In a collaborative effort on the subject of the spiritual dimension of patient care, Drs. Christina Puchalski and Sharon K. Hull were joined by Robert Vitillo and Nancy Reller to publish an article in the Journal of Palliative Medicine (Volume 17, Number 6, 2014). The purpose of the article was to present a picture of events surrounding two international conferences that worked toward consensus on approaches to integrate spirituality into healthcare systems with a view to develop strategies to create more humane and compassionate systems of care. Because of the length of the article I am going to provide several quotes that highlight the value of spiritual care. “Data indicate that a focus on spirituality improves patients’ health outcomes, including quality of life.
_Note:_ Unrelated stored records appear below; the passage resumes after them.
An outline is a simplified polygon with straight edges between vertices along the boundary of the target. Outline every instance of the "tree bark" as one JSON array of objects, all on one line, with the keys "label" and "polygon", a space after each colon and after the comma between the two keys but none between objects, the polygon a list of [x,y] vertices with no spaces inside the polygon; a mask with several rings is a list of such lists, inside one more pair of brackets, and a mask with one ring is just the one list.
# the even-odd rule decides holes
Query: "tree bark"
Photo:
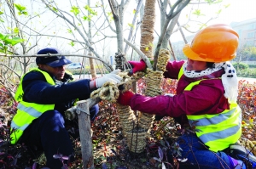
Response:
[{"label": "tree bark", "polygon": [[155,20],[155,0],[146,0],[141,31],[141,51],[153,59],[153,41]]}]

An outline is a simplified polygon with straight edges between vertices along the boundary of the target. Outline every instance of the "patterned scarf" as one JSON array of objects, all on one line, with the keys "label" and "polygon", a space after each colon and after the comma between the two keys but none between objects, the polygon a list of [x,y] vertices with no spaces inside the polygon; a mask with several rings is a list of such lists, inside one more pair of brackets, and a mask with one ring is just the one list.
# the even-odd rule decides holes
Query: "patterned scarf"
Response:
[{"label": "patterned scarf", "polygon": [[225,91],[224,96],[229,99],[230,103],[236,103],[238,96],[238,80],[236,70],[230,61],[214,63],[212,68],[207,68],[201,71],[187,70],[187,64],[188,63],[185,62],[183,67],[184,76],[189,78],[211,75],[213,72],[224,69],[224,74],[222,75],[221,80]]}]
Conversely, negative spiritual and religious beliefs can cause distress and increase the burdens of illness.” These data inform our clinical spiritual care in that a hospice Chaplain approaches a patient with no agenda of his or her own, but actively listens to the patient with discernment for spiritual concerns. It is the patient, not the Chaplain that sets the agenda for the visit. “Too often individuals visiting health care facilities are seen as a disease that needs to be fixed quickly and cheaply rather than as human beings with complex needs, including those of a spiritual nature.” Chaplains often hear patient concerns of feeling overwhelmed, powerless, and anxious (to name but a few). Chaplains engage the patient at the point of pain. “During the 2013 International Consensus Conference, participants also were asked to review a Call to Action that was developed by the Fetzer Institutes Health Advisory Council. The purpose of the Call to Action was to start a platform from which to create a coalition to develop healthcare systems that are spiritual and compassionate.” My response to this: “Welcome to the great world of hospice!” It is hospice that has embraced Dame Cicely Saunders’ concept of total pain and build a system of medical care, social care, and spiritual care around it to alleviate the suffering of humanity at the end-of-life. I found this article energizing and encouraging because this is who we are as hospice.